E’ bello quando ci si vede, quando il tratto che sta per curvare incrocia il tratto che ha già curvato e tra amici ci si chiama, ci si incoraggia. Vedi i loro sforzi tanto simili ai tuoi, vedi la tua stessa maglia, ti riconosci in quei colori anche se chi la indossa non è tra la schiera dei tuoi compagni più stretti.
Finalmente il giro di boa, la metà del percorso è fatta, ma ciò che rimane fa paura.
I primi km scorrono più o meno tranquilli, poi arriva il 18esimo e le gambe diventano di legno, senti la stanchezza prendere il sopravvento, vedi gli amici che erano più avanti correre al tuo passo sopraffatti dalla stanchezza, da una marcia iniziata troppo velocemente.
Le mezze sono così, bisogna sapersi dosare, riconoscere i propri limiti, non lasciarsi andare a facili entusiasmi che poi si pagano amaramente. Non esistono scorciatoie, furbate. Nella corsa paghi tutto, e lo paghi sulla tua pelle.
Vedo Mauro, gli dico che ci manca un impulso importante, la focaccia di Priano. Lui conferma. Mi accorgo che è cotto, così come lo sono io.
Maledico il giorno in cui ho iniziato a correre, la maratona prossima che di sicuro non farò, le mie gambe in movimento, la strada. Non correrò mai più. Penso a quale alternativa avrei in questo momento se non fossi qui, una cena tranquilla, un’ uscita serale nel mio bel paese vestito a festa, una delle ultime visto il mese.

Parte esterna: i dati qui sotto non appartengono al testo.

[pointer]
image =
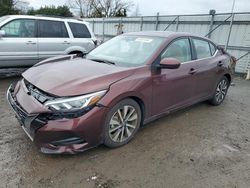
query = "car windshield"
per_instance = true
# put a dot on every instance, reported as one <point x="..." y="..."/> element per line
<point x="128" y="51"/>
<point x="3" y="18"/>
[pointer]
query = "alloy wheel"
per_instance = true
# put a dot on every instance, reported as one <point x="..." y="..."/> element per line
<point x="123" y="123"/>
<point x="221" y="91"/>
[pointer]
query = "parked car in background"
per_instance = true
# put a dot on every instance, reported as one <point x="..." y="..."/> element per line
<point x="68" y="104"/>
<point x="27" y="40"/>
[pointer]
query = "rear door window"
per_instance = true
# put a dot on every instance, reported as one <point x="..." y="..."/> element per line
<point x="202" y="48"/>
<point x="79" y="30"/>
<point x="20" y="28"/>
<point x="179" y="49"/>
<point x="52" y="29"/>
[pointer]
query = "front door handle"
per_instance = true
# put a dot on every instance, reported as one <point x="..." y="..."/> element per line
<point x="30" y="42"/>
<point x="220" y="63"/>
<point x="192" y="71"/>
<point x="66" y="42"/>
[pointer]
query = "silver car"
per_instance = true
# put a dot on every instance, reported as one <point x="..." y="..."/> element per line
<point x="26" y="40"/>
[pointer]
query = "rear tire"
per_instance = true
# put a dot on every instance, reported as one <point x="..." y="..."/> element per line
<point x="220" y="92"/>
<point x="122" y="123"/>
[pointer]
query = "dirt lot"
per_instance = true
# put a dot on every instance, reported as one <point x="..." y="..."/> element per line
<point x="202" y="146"/>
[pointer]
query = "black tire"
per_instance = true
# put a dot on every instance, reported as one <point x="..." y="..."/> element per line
<point x="220" y="92"/>
<point x="131" y="106"/>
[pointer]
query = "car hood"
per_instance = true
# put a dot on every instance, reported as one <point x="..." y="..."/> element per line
<point x="75" y="76"/>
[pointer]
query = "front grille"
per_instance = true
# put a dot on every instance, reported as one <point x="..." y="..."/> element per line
<point x="38" y="94"/>
<point x="30" y="121"/>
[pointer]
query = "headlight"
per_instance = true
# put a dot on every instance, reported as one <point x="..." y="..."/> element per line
<point x="75" y="103"/>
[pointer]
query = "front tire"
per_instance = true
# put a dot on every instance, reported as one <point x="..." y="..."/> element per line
<point x="220" y="92"/>
<point x="122" y="123"/>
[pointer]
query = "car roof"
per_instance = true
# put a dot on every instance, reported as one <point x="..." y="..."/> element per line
<point x="44" y="17"/>
<point x="165" y="34"/>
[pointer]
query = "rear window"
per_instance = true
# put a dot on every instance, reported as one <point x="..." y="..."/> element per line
<point x="3" y="18"/>
<point x="202" y="48"/>
<point x="79" y="30"/>
<point x="52" y="29"/>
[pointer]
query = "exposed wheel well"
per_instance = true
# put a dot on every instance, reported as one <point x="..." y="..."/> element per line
<point x="228" y="77"/>
<point x="142" y="107"/>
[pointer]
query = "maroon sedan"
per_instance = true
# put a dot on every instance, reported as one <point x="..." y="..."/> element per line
<point x="68" y="104"/>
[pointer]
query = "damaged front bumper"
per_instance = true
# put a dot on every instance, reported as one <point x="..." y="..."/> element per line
<point x="55" y="133"/>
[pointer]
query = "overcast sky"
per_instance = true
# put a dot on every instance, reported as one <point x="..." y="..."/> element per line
<point x="151" y="7"/>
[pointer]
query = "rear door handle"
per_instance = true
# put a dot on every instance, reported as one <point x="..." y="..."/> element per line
<point x="192" y="71"/>
<point x="66" y="42"/>
<point x="30" y="42"/>
<point x="220" y="63"/>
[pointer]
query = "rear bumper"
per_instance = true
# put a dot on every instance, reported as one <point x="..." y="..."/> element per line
<point x="61" y="135"/>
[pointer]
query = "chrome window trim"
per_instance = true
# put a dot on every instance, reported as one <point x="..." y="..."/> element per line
<point x="201" y="58"/>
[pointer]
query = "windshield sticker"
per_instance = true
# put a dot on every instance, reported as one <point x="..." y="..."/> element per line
<point x="147" y="40"/>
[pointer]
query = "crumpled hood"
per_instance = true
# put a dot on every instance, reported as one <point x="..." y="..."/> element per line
<point x="75" y="77"/>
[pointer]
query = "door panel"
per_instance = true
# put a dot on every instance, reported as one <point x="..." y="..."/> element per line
<point x="207" y="76"/>
<point x="173" y="89"/>
<point x="207" y="66"/>
<point x="19" y="45"/>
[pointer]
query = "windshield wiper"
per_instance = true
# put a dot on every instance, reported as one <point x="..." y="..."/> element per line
<point x="103" y="61"/>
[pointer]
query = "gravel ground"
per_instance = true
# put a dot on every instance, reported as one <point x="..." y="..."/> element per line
<point x="202" y="146"/>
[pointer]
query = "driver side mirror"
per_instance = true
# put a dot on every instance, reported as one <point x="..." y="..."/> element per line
<point x="2" y="33"/>
<point x="170" y="63"/>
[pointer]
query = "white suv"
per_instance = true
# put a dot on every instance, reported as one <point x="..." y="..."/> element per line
<point x="26" y="40"/>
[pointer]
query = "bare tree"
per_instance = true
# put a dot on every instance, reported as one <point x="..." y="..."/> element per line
<point x="136" y="11"/>
<point x="101" y="8"/>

E invece no. Devo torturarmi, mettermi alla prova, lottare costantemente contro me stessa. Mi credo furba?
Eccolo là il traguardo illuminato, le bandiere, la festa. Eccolo così a portata di mano eppure così distante. Sono gli ultimissimi metri i più difficili. 
L’arco blu, lo passo, no ce n’è ancora uno, è un imbroglio … poi taglio finalmente, stanchissima, stravolta.
Danilo mi aspetta, mi dice il suo tempo, così diverso dal mio, lo vedo felice. Poi vedo la moglie di Marco rincorrere uno dei suoi bambini, poco distante il marito. Sono i bambini quelli che li preoccupano, del suo 25esimo posto niente pubblicità, solo un sorriso … io invece lo sbandiero ai quattro venti con tutti quelli che incontro, e più tardi lo farò col paese intero, come fosse mio! Poi, al ristoro, dietro alla focaccia trovo Chaki, il figlio dell’autista, che mi chiede se 1.28 è un bel tempo … Urka!!!
Ci scappa subito la telefonata a chi è rimasto a casa. Parlo dell’onore con cui i ragazzi di Masone si sono difesi, del loro ardore, del valore dimostrato, della difficile battaglia intrapresa e vinta in un tramonto rosso fuoco …
“Ma tu Betta come sei andata”?

“io … mi sono divertita!!! La prossima è Novi o Castellazzo?”